Applicants must have a minimum cumulative GPA of 3.00 (scale is 4.00 = "A") in the last 60 hours of their first bachelor's degree program, or applicants must have a minimum cumulative GPA of 3.00 (scale is 4.00 = "A") in an applicable master's degree program.

All applicants must submit:

  1. graduate admission application and application fee
  2. official transcripts
  3. application cover letter and personal statement
  4. GRE scores
  5. three letters of recommendation
  6. resume or curriculum vitae
  7. proof of English proficiency

Additional Application Information
An applicant whose native language is not English must provide proof of English proficiency regardless of current residency.

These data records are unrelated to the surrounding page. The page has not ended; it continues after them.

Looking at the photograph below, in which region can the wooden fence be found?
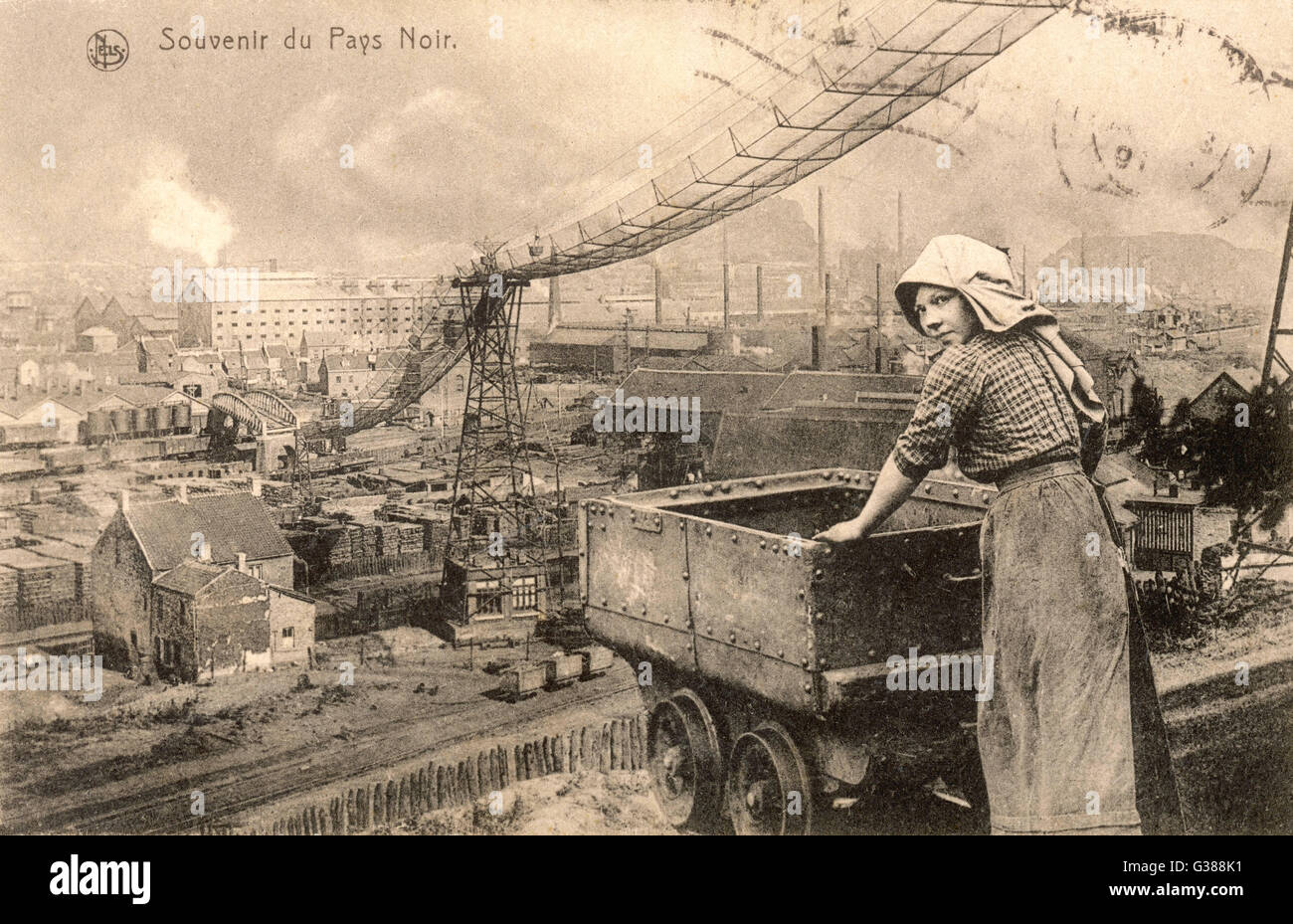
[212,712,646,834]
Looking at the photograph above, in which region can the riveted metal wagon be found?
[579,469,996,833]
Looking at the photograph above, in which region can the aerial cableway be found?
[297,0,1069,639]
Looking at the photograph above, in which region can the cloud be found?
[130,148,234,267]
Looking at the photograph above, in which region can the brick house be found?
[149,558,271,682]
[91,492,292,669]
[1190,366,1262,423]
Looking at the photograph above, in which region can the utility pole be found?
[651,264,663,324]
[875,261,880,372]
[1262,199,1293,385]
[897,193,905,273]
[625,307,634,372]
[823,273,831,332]
[721,221,731,331]
[818,186,827,292]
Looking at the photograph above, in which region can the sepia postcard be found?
[0,0,1293,883]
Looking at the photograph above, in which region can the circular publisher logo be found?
[86,29,130,71]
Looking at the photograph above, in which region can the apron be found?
[979,462,1180,833]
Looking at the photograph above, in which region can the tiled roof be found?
[125,492,292,571]
[140,331,175,357]
[323,353,369,372]
[1222,366,1262,392]
[684,353,768,372]
[763,370,922,409]
[608,368,785,412]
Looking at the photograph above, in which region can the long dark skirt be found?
[979,462,1180,833]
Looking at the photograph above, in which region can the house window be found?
[474,580,503,617]
[512,576,539,613]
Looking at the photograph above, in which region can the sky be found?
[0,0,1293,276]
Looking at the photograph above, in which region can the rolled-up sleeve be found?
[893,344,984,480]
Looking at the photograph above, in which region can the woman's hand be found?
[814,517,865,543]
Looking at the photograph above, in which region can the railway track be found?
[5,683,638,833]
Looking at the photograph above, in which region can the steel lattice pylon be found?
[440,274,551,626]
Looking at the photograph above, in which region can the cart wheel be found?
[646,690,721,829]
[727,722,812,834]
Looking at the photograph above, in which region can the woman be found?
[816,235,1180,833]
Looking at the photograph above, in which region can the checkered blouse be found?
[893,329,1081,482]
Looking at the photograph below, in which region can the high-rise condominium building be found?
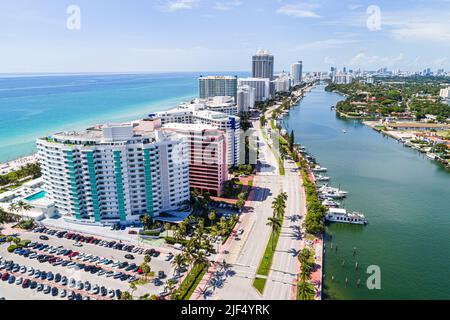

Applicants must demonstrate a strong interest in translational genetics as indicated in the applicant's written statement of academic and professional goals

Typically, applicants have completed a master's or AuD degree or equivalent in speech and hearing science, psychology, linguistics or a related discipline. Applicants with a bachelor's degree, strong research interests and a strong academic record also are considered. Applicants who wish to study the genetics of a certain communication disorder but lack undergraduate or graduate level training in communication disorders are required to take relevant courses in the college.

Students should see the program website for application deadlines.

Professional letters of recommendation must be from three individuals who are familiar with the applicant's academic record and should contain contact information for the recommenders.